I’ve had my PUK 3 for awhile, I primarily use it for making chains
and really never done much else with it than welding jumprings shut.
Recently I’ve been attempting to expand what I do with my chains,
but I’ve been running into some problems. Primarily attempting to
add jumprings to settings in order to work them into my chains. My
jumprings are mostly in the 26ga range, making them aprox…34mm. The
settings are more than double that that at.80mm. So far most of my
attempts with the PUK have resulted it nothing happening or the
jumpring being severely deformed or destroyed. I assume this is due
to the size difference.

Has anyone had any luck with this? Or is it something that’s just
unlikely to happen? I’ve thought about trying laser wire, but I’m
not sure if that would make much of a difference or not. While I can
resort to soldering normally, welding would offer me greater
control, accuracy of placement and speed.

I bought a used PUK 111 and am experiencing the same problems. A
disparity in the size of pieces to be welded seems to be a real
nightmare. I have so far been able to - melt metal without welding
anything - blow holes in both pieces. Somewhere in the middle is a
perfect weld…I haven’t been able to find the “sweet spot.”
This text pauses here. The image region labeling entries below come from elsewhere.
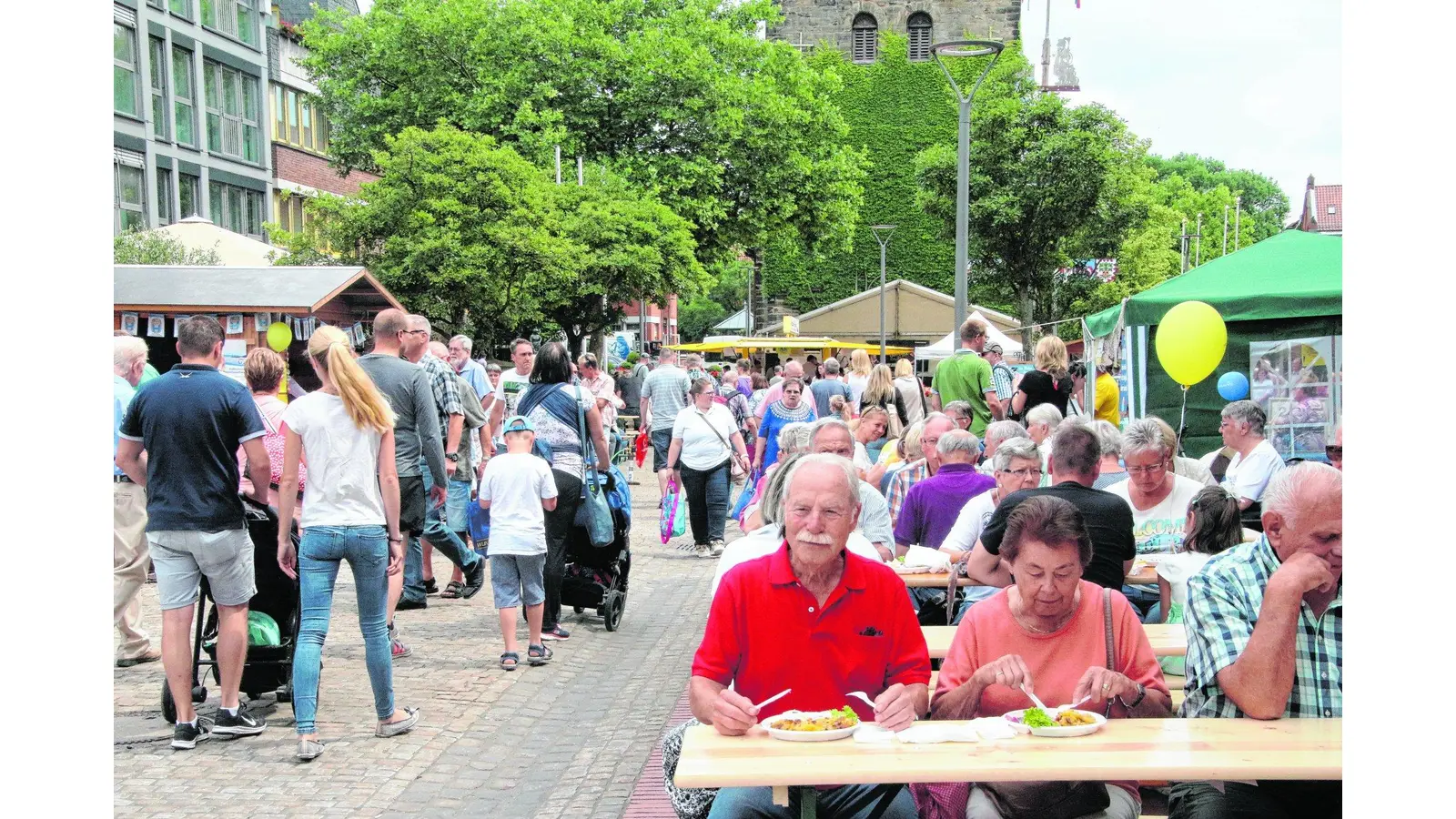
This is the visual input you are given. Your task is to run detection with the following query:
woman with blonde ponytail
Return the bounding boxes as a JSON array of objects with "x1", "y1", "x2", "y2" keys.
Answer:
[{"x1": 278, "y1": 327, "x2": 420, "y2": 761}]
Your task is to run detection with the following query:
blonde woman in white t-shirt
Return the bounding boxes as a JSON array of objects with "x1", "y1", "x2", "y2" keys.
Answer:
[{"x1": 278, "y1": 327, "x2": 420, "y2": 761}]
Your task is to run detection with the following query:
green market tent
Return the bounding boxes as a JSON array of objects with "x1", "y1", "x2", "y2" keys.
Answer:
[{"x1": 1087, "y1": 230, "x2": 1344, "y2": 456}]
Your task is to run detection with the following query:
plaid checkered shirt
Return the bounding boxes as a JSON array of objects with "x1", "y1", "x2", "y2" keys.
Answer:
[
  {"x1": 885, "y1": 458, "x2": 930, "y2": 521},
  {"x1": 992, "y1": 364, "x2": 1012, "y2": 401},
  {"x1": 420, "y1": 353, "x2": 464, "y2": 439},
  {"x1": 1179, "y1": 536, "x2": 1344, "y2": 717}
]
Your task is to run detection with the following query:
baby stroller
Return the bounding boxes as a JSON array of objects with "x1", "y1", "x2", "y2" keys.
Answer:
[
  {"x1": 561, "y1": 465, "x2": 632, "y2": 631},
  {"x1": 162, "y1": 495, "x2": 300, "y2": 723}
]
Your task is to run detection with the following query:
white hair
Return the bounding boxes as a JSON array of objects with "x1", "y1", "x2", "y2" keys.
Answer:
[
  {"x1": 111, "y1": 335, "x2": 147, "y2": 370},
  {"x1": 992, "y1": 439, "x2": 1041, "y2": 472},
  {"x1": 935, "y1": 430, "x2": 981, "y2": 459},
  {"x1": 784, "y1": 451, "x2": 859, "y2": 507},
  {"x1": 1261, "y1": 460, "x2": 1344, "y2": 526},
  {"x1": 1026, "y1": 404, "x2": 1061, "y2": 429}
]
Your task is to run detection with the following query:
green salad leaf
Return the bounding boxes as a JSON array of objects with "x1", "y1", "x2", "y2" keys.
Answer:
[{"x1": 1021, "y1": 708, "x2": 1057, "y2": 729}]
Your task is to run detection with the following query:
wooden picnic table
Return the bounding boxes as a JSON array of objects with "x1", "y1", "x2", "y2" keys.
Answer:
[
  {"x1": 674, "y1": 719, "x2": 1344, "y2": 816},
  {"x1": 922, "y1": 622, "x2": 1188, "y2": 660}
]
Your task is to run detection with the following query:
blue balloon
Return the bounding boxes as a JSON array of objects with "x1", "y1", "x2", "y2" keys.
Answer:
[{"x1": 1218, "y1": 373, "x2": 1249, "y2": 400}]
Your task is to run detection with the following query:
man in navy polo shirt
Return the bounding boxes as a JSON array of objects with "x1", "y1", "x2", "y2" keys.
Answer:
[
  {"x1": 116, "y1": 317, "x2": 269, "y2": 751},
  {"x1": 689, "y1": 453, "x2": 930, "y2": 819}
]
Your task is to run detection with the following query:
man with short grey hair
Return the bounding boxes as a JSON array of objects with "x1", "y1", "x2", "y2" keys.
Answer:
[
  {"x1": 1168, "y1": 460, "x2": 1344, "y2": 819},
  {"x1": 689, "y1": 454, "x2": 930, "y2": 819},
  {"x1": 810, "y1": 419, "x2": 895, "y2": 560},
  {"x1": 111, "y1": 335, "x2": 162, "y2": 669},
  {"x1": 1218, "y1": 400, "x2": 1284, "y2": 532}
]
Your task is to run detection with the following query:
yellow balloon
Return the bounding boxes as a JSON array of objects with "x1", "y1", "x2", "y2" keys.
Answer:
[
  {"x1": 268, "y1": 322, "x2": 293, "y2": 353},
  {"x1": 1155, "y1": 301, "x2": 1228, "y2": 386}
]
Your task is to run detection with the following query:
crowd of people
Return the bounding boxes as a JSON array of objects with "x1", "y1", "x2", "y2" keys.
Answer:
[
  {"x1": 114, "y1": 309, "x2": 620, "y2": 761},
  {"x1": 666, "y1": 319, "x2": 1342, "y2": 819}
]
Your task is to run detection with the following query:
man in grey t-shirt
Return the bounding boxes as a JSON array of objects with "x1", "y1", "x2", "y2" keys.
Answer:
[{"x1": 639, "y1": 347, "x2": 692, "y2": 497}]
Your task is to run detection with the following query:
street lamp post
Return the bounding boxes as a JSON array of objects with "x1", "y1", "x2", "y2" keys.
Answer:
[
  {"x1": 869, "y1": 225, "x2": 895, "y2": 364},
  {"x1": 930, "y1": 39, "x2": 1006, "y2": 332}
]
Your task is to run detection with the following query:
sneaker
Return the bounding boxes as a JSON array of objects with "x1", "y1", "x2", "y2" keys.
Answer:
[
  {"x1": 460, "y1": 558, "x2": 486, "y2": 597},
  {"x1": 116, "y1": 649, "x2": 162, "y2": 669},
  {"x1": 213, "y1": 707, "x2": 268, "y2": 736},
  {"x1": 172, "y1": 717, "x2": 213, "y2": 751}
]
I was just going to post a request to the group when I saw yours. I
live in Central Florida and would love to spend some time with anyone
who is willing to share their expertise with one of these welders. I
would be willing to pay for the opportunity. This should be a good
tool at the bench, but the learning curve is tough. I guess trying to
control lightning will never be simple. Good luck, and if you should
happen to become proficient, please let the rest of us know what
magic word is.

Rgds… Ski

Ceryk, You might weld a small lump of approximately 26 gage filler
wire, onto the setting first. Lay the wire flat against the setting
and tack it on. Use another pulse to cut it. Then place the filler
wire on top of the first weld and repeat. This will give you a small
raised lump of metal on the setting. Now weld your jump ring to this
lump on your setting. Don’t forget to use pressure on the joint. I
like to uses pliers that have a pressure limit adjustment screw, so
as not to apply more pressure than is necessary at the moment that
the work is molten. Capture both parts of the work between the
pliers. I bought adjustable pliers from Rio Grande. I cut a tiny
notch in them approximately the size of wire to aid in holding the
jump ring. When using my TIG welder I have the advantage of being
able to determine my arc length. I am using high frequency start
rather than lift arc start, as your PUK uses. Also I have the
advantage of being able to preheat the heavier portion of the work
with a continuous arc and then add the lighter portion. This
technique is the same as oxy/gas welding, except with electricity
supplying the energy source.

Best regards, Kevin
Kevin Lindsey

Its kind of guesswork, but the key is attaching the alligator clip at
the proper distance from the spot that will be welded. The thinner
the metal between the clip and the weldspot means you must place the
clip further away. Thicker metal allows you to place the clip closer
to the weld spot.

EdR

Its kind of guesswork, but the key is attaching the alligator clip
at the proper distance from the spot that will be welded. The
thinner the metal between the clip and the weldspot means you must
place the clip further away. Thicker metal allows you to place the
clip closer to the weld spot. 

Hm, I’ll have to try that. I still don’t know much about welding
with it. But that would definately explain why when welding
jumprings closed some weld perfectly while others either don’t want
to weld at all and others over weld and leave annoying balls.

Though I’m not sure I can get the connection much further away
unless I wrap a piece of wire around it and connect the lead to that
so it’s futher off.

I’d also appreciate any other PUK/Pulse Arc welding tips anyone
might have, relevant to this or not.